“The cat is out of the bag,” Scott Heiferman, CEO of MeetUp.com told the Nation in April 2004, when they talked about the Dean Campaign in 2003 and 2004. And certainly, the cat was out of the bag, and it might even be clearer now during the 2008 presidential campaign than it seemed at the time.
Source: Unofficial Bat Archive
What is fascinating about Dean’s campaign is that he succeeded in raising money and facilitating a political conversation online by ceding control of his campaign to its base. The campaign built an organization that was so different from what we are used to see in political campaigns. It was a combination of Joe Trippi’s brilliance and the campaign’s lack of money that created this organization based on open source, collaboration, and conversation and left the top-down military structure as an ideal. I guess at this point in history politics joined the trend of open source as a way to organize and as software that could support online communities.

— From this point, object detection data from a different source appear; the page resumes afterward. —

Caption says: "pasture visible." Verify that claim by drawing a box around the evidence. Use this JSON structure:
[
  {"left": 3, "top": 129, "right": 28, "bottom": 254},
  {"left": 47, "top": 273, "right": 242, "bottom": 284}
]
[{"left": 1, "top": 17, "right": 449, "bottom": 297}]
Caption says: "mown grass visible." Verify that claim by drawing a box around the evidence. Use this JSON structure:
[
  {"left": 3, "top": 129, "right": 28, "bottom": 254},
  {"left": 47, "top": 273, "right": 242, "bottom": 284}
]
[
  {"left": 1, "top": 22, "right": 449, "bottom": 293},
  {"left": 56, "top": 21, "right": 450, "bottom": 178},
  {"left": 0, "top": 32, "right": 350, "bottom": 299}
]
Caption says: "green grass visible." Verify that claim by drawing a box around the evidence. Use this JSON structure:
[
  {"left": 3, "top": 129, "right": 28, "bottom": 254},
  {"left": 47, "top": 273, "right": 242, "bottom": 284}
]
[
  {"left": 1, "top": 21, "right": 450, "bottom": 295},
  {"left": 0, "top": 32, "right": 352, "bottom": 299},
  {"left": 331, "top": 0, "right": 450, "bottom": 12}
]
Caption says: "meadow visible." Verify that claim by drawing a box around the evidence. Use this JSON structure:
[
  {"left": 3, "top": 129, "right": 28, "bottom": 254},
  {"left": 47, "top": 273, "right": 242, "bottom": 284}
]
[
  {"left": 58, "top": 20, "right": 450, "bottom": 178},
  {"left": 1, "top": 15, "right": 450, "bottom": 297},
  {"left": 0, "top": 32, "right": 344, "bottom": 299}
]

When I was reading “Deanspace, Social Networks, and Politics” by Jon Lebkowsky, I realized that Dean’s campaign was not so much about the Internet as I thought. It is much more about social networking. Social networks grow exponentially and “may result in deeper engagement” (Lebkowsky). It seems like BeckBlogic Weblog and I have noted the same sentences in this essay, please read this entry about sociologist, Mark Granovetter’s idea of “the strength of weak ties” which means: “Supporters will sign up supporters who will sign up even more supporters, so the growth through group-forming is a social network explosion, and the value is not just in the numbers there”(Lebkowsky). This idea of Group-Forming Networks is fascinating, and I am realizing that this idea was part of “the talk of the time” like the bestseller book The Tipping Point by Malcolm Gladwell published in 2002. Dean might not be way ahead of his time, but he was way ahead of the political establishment in both the Republican and Democratic parties in harnessing the power of many.